Dennoch gelang es uns nun langsam, die Genua Stück für Stück einzurollen. Durch das wilde Umherschlagen hatte sich die Backbordschot, trotz Achterknotens am Ende, aus der Seilführung befreit und sich mit der Steuerbordschot in ein Gewirr aus Knoten und Leinen vertörnt. Dies barg die Gefahr, dass die losen Leinen ins Wasser fallen und sich in der Schraube verfangen könnten. Während Michi verschte, die Schoten zu bergen und die Knoten zu lösen, musste ich eine Lösung finden, den Mast möglichst schnell nach vorne zu stabilisieren. „Der Babystag“!, fuhr es mir in den Sinn. Gottseidank hatten wir diesen zweiten, kürzeren Vorstag für das Sturmsegel am Mast montiert. „Schnell, hol mir die Spannvorrichtung für den Babystag aus der Backskiste.“, schickte ich Michi ins Cockpit. Währenddessen löste ich das Babystag vom Mast und brachte es in Position, als Michi mir auch schon, auf allen vieren auf dem schaukelnden Deck kriechend, die Spannvorrichtung brachte. Gemeinsam gelang es uns, die Führungsbolzen in dem wild auf und ab stampfendem Schiff zu befestigen. Nach wenigen Umdrehungen spannte sich das Seil. „Uff. Das Rigg ist erstmal gerettet.“. Dennoch befestigte ich zur Sicherheit das Spinnakerfall, eine Leine, die von der Mastspitze kommend zum hissen eines sehr großen Vorsegels gedacht ist, an unserem sehr stabilen Bugkorb. Dieses spannte ich anschließend mit der Winsch straff durch.

Michi
Da ich weder die losen Achterstagen, noch den schwankenden Mast gesehen hatte, war mir das komplette Ausmaß der Gefahr, in der wir uns befanden hatten, gar nicht richtig bewusst geworden. Erst als wir beide wieder im Cockpit waren und uns von diesem Schreck erholten, erklärte mir Franz, dass wir gerade knapp daran vorbeigeschrammt waren, unseren Mast zu verlieren. Hierzu muss man wissen, dass fast jeder Katamaran und auch sehr viele Mono Hulls lediglich eine Want auf jeder Seite haben. Dies hätte in unserem Fall unweigerlich dazu geführt, dass der Mast ins Cockpit gefallen wäre. Lediglich die Tatsache, dass unser Rigg extrem stabil ist, hat uns gerettet. Wir haben nämlich auf jeder Seite vier Wanten, die auch noch sowohl nach vorne, als auch nach hinten abspannen. Somit wurde ein großer Teil der Kräfte des gebrochenen Vorstags von den Wanten aufgenommen. Wieder einmal hatte sich unser Schiff als ausgesprochen stabil und sicher erwiesen. Ich meldete nun unsere Probleme per Funk an das Mutterschiff unseres Konvois. Der Skipper, Mat, wies uns an, bis vor die Marina in Carriacou durchzusegeln, und dort auf die anderen Schiffe zu warten.

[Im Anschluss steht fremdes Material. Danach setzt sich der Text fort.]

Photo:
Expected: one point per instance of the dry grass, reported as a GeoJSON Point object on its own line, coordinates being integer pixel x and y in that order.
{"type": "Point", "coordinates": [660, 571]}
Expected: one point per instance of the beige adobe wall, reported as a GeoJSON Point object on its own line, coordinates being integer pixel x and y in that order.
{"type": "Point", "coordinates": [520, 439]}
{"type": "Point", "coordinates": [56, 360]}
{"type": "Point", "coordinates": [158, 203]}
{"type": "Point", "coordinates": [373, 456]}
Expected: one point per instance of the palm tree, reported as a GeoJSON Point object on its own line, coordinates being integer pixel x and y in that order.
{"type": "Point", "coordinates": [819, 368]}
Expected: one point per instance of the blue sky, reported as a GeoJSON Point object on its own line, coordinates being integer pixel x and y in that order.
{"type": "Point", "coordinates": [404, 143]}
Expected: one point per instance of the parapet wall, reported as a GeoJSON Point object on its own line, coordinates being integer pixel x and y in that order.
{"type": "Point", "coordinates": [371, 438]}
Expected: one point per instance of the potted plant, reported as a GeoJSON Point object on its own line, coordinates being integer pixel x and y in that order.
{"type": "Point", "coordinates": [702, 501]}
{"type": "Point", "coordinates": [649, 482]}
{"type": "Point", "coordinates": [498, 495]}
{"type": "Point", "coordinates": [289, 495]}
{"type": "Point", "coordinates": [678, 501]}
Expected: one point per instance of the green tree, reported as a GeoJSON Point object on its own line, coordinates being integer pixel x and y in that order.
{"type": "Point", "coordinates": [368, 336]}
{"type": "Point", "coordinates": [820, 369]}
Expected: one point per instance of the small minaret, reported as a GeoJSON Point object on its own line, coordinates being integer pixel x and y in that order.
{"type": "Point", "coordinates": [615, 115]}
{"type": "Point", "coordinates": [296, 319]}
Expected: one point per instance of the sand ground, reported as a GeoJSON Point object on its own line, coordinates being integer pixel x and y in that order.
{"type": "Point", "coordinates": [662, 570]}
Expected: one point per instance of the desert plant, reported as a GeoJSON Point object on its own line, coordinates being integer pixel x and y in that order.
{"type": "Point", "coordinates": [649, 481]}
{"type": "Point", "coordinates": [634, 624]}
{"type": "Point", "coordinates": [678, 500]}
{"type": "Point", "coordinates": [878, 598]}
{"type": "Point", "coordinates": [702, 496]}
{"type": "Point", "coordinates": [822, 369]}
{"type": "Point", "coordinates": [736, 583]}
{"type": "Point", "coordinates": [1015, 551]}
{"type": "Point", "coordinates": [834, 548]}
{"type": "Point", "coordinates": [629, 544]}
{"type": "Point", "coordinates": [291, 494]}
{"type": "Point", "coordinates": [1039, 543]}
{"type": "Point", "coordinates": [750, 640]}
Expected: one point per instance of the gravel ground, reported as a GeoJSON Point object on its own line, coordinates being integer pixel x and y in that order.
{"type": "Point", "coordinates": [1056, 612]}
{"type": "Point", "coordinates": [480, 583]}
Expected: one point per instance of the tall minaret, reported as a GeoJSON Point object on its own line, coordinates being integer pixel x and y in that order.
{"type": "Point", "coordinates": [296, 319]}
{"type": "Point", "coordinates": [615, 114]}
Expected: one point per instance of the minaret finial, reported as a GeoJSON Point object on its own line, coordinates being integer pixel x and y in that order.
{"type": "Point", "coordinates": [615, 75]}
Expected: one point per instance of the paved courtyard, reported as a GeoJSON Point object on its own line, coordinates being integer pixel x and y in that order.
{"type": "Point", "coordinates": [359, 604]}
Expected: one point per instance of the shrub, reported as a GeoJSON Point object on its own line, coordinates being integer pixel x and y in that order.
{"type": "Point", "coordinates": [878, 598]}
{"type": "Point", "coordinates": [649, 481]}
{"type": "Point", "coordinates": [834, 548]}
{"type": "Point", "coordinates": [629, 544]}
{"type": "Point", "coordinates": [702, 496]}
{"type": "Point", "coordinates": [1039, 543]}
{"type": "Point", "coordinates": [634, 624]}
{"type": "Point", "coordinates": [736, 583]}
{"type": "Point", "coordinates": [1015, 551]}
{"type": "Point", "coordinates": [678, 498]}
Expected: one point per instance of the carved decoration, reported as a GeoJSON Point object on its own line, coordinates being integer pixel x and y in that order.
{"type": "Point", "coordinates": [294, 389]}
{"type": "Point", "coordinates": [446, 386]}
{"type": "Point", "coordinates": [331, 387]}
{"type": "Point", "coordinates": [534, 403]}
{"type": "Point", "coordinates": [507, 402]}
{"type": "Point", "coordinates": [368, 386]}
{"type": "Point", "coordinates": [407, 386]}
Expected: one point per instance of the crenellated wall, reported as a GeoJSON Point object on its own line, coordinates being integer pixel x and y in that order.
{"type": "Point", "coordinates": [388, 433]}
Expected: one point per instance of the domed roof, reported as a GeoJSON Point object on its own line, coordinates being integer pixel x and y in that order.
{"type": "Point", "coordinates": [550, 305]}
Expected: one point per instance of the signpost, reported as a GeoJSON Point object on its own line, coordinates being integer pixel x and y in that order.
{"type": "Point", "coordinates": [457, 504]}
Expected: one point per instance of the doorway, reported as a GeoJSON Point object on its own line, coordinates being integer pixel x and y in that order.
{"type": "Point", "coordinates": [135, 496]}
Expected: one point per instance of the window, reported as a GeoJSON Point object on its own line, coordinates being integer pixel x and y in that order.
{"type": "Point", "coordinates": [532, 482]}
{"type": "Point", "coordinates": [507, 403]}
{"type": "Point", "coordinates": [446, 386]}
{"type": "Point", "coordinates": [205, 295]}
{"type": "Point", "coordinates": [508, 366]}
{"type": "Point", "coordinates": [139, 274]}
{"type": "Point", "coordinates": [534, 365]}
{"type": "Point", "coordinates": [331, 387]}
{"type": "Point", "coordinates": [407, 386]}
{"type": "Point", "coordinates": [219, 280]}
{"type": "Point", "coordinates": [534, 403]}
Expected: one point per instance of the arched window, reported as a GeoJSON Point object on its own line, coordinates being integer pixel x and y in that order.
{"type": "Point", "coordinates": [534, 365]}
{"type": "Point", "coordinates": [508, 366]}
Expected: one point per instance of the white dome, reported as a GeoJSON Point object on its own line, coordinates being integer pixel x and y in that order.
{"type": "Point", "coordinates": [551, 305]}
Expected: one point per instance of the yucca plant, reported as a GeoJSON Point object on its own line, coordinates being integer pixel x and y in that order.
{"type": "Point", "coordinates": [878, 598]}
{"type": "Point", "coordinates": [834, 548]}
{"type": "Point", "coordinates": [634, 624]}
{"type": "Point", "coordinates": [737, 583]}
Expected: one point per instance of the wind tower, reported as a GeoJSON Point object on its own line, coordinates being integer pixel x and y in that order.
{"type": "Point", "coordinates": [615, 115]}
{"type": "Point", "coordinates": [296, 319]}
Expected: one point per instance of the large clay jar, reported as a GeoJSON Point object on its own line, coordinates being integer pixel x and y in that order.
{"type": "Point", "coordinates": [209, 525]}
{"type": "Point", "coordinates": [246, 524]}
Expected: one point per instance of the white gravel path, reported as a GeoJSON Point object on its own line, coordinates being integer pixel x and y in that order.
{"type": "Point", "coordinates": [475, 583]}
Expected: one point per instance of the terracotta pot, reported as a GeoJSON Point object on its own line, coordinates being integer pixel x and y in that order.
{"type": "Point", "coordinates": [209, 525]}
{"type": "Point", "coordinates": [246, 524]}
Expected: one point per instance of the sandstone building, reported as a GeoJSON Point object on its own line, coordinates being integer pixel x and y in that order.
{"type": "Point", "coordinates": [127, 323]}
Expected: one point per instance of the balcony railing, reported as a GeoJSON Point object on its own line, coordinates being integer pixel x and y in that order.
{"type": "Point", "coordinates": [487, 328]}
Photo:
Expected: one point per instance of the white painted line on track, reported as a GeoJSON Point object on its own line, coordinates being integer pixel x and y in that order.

Nachdem ich jedoch einige Male das immer noch lediglich am Fall hängende Vorstag wild umher baumeln sah, bat ich Franz: „Lass uns doch bitte versuchen, die Genua komplett aufs Deck zu legen, sonst geht sie uns noch ganz kaputt.“. Gesagt, getan. Wir fierten das Fall und ließen das Vorstag langsam herunter. Dabei verfing es sich jedoch erst einmal in der Backbord Backstag. Nach einigen Versuchen gelang es uns, sie außen vorbei zu führen. Endlich lag sie nun längsseits auf dem Deck und wir befestigten sie mit einigen Leinen an der Reling. Da es jedoch erheblich länger als unser Schiff ist, ragten einige Meter, wie bei einem Langholztransporter, über das Heck hinaus und wippte dort im heftig Rhythmus der Wellen.

Dieses Bild entstand am nächsten Morgen, kurz vor der Einfahrt in die Marina in Carriacou.